El 20 de agosto de cada año se celebra el Día Mundial de las Papas Fritas, una fecha dedicada a uno de los acompañamientos y bocadillos más populares, crocantes y universales.

A diferencia de muchos días conmemorativos, que se instauran en homenaje a una persona o a un hecho importante, el origen del Día Mundial de las papas fritas es un misterio: se desconoce por completo quién y por qué proclamó esta celebración.
El origen de la papa y su receta más famosa
La papa comenzó a adoptarse como alimento hace más de 7.000 años en la región andina de América del Sur, más precisamente en Bolivia y Perú, que fueron los primeros países en cultivarla. Poco a poco, su uso se empezó a extender por diferentes partes del mundo.
No obstante, la receta más famosa, la papa frita, nació del otro lado del Océano Atlántico, en Europa. El origen es un poco incierto y existe debate entre dos países: tanto Francia como Bélgica se adjudican la creación de las papas fritas y mantienen una pelea histórica desde hace décadas por la autoría de esa preparación.
Según una de las hipótesis, las papas fritas se vendían en el Pont Neuf de París a fines de 1700: los comerciantes las cocinaban dentro de braseros y sartenes repletos de aceite y se las vendían a las personas.
La otra versión asegura que fue en Bélgica, más precisamente en la ciudad de Namur, donde nacieron las papas fritas en el invierno de 1680. A diferencia de los franceses, primero las cocinaban en aceite y luego las terminaban con grasa animal.

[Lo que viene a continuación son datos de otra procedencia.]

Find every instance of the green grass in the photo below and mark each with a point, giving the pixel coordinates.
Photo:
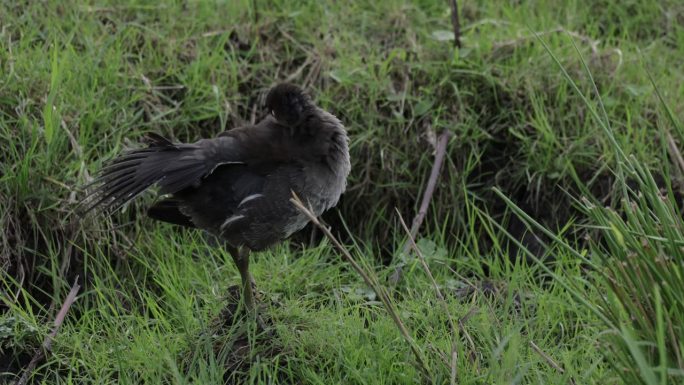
(567, 128)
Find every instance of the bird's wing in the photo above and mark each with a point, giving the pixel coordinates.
(172, 167)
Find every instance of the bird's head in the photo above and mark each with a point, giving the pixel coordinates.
(288, 104)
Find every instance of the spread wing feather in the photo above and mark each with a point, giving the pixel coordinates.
(172, 167)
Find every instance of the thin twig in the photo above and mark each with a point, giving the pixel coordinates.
(373, 284)
(593, 44)
(550, 360)
(440, 297)
(456, 23)
(440, 151)
(47, 342)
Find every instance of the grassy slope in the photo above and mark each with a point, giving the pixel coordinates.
(77, 81)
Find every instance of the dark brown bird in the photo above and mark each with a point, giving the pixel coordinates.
(238, 185)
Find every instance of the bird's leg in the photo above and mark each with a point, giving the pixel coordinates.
(241, 258)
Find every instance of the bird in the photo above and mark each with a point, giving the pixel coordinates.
(238, 184)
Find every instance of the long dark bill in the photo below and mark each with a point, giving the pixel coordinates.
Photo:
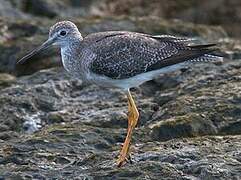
(39, 49)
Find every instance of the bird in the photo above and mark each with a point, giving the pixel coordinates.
(122, 59)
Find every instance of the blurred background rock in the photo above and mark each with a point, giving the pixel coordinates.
(52, 125)
(25, 23)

Mejores recetas de papas fritas
- Papas fritas a caballo: una creación que combina lo mejor de dos mundos: la delicia crujiente de las papas fritas y la satisfacción de un huevo frito. Para preparar esta receta, basta con hacer las papas fritas clásicas y coronar el plato con un huevo frito sobre ellas. Uno de los secretos es que la yema esté bien jugosa.
- Patatas Bravas: son una deliciosa opción de tapa española que combina papas fritas con una salsa picante. Para comenzar, hay que cortar las papas en cubos o gajos y freírlas hasta que estén doradas y crujientes. La clave de las patatas bravas está en la salsa. Para eso, preparar una mezcla de salsa de tomate, pimentón, ajo picado y un toque de picante. Luego calentarla en un sartén y arrojarla sobre las papas.
- Revuelto Gramajo: este plato típico de la Argentina combina papas fritas con huevo revuelto y trozos de jamón, aunque muchos también le agregan arvejas. Para prepararlo, hay que cortar las papas en tiras delgadas y freírlas hasta que estén doradas y crujientes. En una sartén aparte, revolver huevos hasta que estén cocidos pero cremosos. Por último, agrega trozos de jamón cocido y luego incorporar las papas fritas. Revolver todo junto hasta que esté bien combinado.